Kaspersky Lab Expert Comments on Yahoo Advertisement Malware
Submitted by alison.rossetti on Tue, 01/07/2014 - 11:02
By: Kaspersky Américas on 07/01/2014
It was recently
reported that some advertisements on Yahoo Inc’s European website contained
malware, potentially infecting thousands of users. Affected users were
redirected to an exploit kit, which exploits vulnerabilities in Java software
and installs a variety of malware on to the user’s computer. Yahoo Inc. has
since removed the malicious ads, and is continuously monitoring and blocking any
ads used for this purpose. Researchers say that this malware potentially infected
approximately 27,000 users every hour; however, Yahoo Inc. has yet to confirm
the number of impacted users.
Kaspersky Lab expert
Dmitry Bestuzhev provides insight on the malware, explaining the origins of the
malware and where the victims are mainly located. The
original exploit used in the attack was
submitted to VirusTotal on January 3,
2014 and was detected by only 2 of 48 AV vendors, one
of which was Kaspersky Lab.
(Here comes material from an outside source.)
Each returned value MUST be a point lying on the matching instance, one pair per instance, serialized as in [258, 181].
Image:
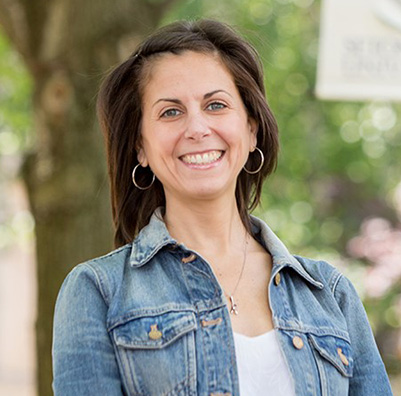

Kaspersky Lab blocked the exploit
heuristically as HEUR:Exploit.Java.Generic
According to Dmitry, once
the exploit compromised the user’s system, it dropped a malicious binary, which was also submitted to
VirusTotal on the same day – January 3,
2014 – and was detected by 8 of 48 AV
vendors, which Kaspersky Lab was again one of. Kaspersky
detected the malware
As a result, Kaspersky Lab products
detected and blocked the attack the
same day it occurred.
Kaspersky Lab statistics based on Kaspersky Security
Network technology show that the original exploit affected
users mainly in France, but also in the USA, Germany and Spain.
The dropped binary affected users in France, USA, Germany and Peru.